Figure 19.4. Scientists use polymerase chain reaction, or PCR, to amplify a specific DNA sequence. Primers—short pieces of DNA complementary to each end of the target sequence combine with genomic DNA, Taq polymerase, and deoxynucleotides. Taq polymerase is a DNA polymerase isolated from the thermostable bacterium Thermus aquaticus that is able to withstand the high temperatures that scientists use in PCR. Thermus aquaticus grows in the Lower Geyser Basin of Yellowstone National Park. (credit)

DNA fragments can also be amplified from an RNA template in a process called reverse transcriptase PCR (RT-PCR). The first step is to recreate the original DNA template strand (called cDNA) by applying DNA nucleotides to the mRNA. This process is called reverse transcription. This requires the presence of an enzyme called reverse transcriptase. After the cDNA is made, regular PCR can be used to amplify it. Reverse transcriptase PCR (RT-PCR) is similar to PCR, but cDNA is made from an RNA template before PCR begins.

Link to Learning

Deepen your understanding of the polymerase chain reaction by watching this video.
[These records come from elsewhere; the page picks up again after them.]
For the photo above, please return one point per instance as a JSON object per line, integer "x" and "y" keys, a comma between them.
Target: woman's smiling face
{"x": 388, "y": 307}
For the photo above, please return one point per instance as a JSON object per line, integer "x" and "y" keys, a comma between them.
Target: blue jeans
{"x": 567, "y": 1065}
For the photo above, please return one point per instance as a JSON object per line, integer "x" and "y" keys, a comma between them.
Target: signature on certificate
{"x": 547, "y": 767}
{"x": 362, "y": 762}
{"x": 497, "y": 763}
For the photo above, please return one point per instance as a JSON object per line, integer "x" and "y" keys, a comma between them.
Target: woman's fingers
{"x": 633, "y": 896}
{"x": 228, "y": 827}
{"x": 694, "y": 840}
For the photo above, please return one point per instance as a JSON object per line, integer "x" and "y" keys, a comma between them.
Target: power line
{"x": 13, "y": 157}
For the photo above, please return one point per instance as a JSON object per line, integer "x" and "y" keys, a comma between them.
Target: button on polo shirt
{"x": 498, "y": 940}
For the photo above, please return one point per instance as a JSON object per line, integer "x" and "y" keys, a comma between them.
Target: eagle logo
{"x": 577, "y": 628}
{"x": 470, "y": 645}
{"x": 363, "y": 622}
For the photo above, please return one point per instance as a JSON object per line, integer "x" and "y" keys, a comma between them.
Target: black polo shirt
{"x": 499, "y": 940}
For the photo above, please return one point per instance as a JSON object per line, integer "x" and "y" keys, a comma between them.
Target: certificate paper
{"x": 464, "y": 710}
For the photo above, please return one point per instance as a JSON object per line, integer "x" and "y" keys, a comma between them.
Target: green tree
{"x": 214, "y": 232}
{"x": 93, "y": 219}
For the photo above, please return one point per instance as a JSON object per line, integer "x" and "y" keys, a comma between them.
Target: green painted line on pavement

Hybridization, Southern Blotting, and Northern Blotting

Scientists can probe nucleic acid samples, such as fragmented genomic DNA and RNA extracts, for the presence of certain sequences. Scientists design and label short DNA fragments, or probes with radioactive or fluorescent dyes to aid detection. Gel electrophoresis separates the nucleic acid fragments according to their size. Scientists then transfer the fragments in the gel onto a nylon membrane in a procedure we call blotting (Fig 19.5). Scientists can then probe the nucleic acid fragments that are bound to the membrane’s surface with specific radioactively or fluorescently labeled probe sequences. When scientists transfer DNA to a nylon membrane, they refer to the technique as Southern blotting. When they transfer the RNA to a nylon membrane, they call it Northern blotting. Scientists use Southern blots to detect the presence of certain DNA sequences in a given genome, and Northern blots to detect gene expression.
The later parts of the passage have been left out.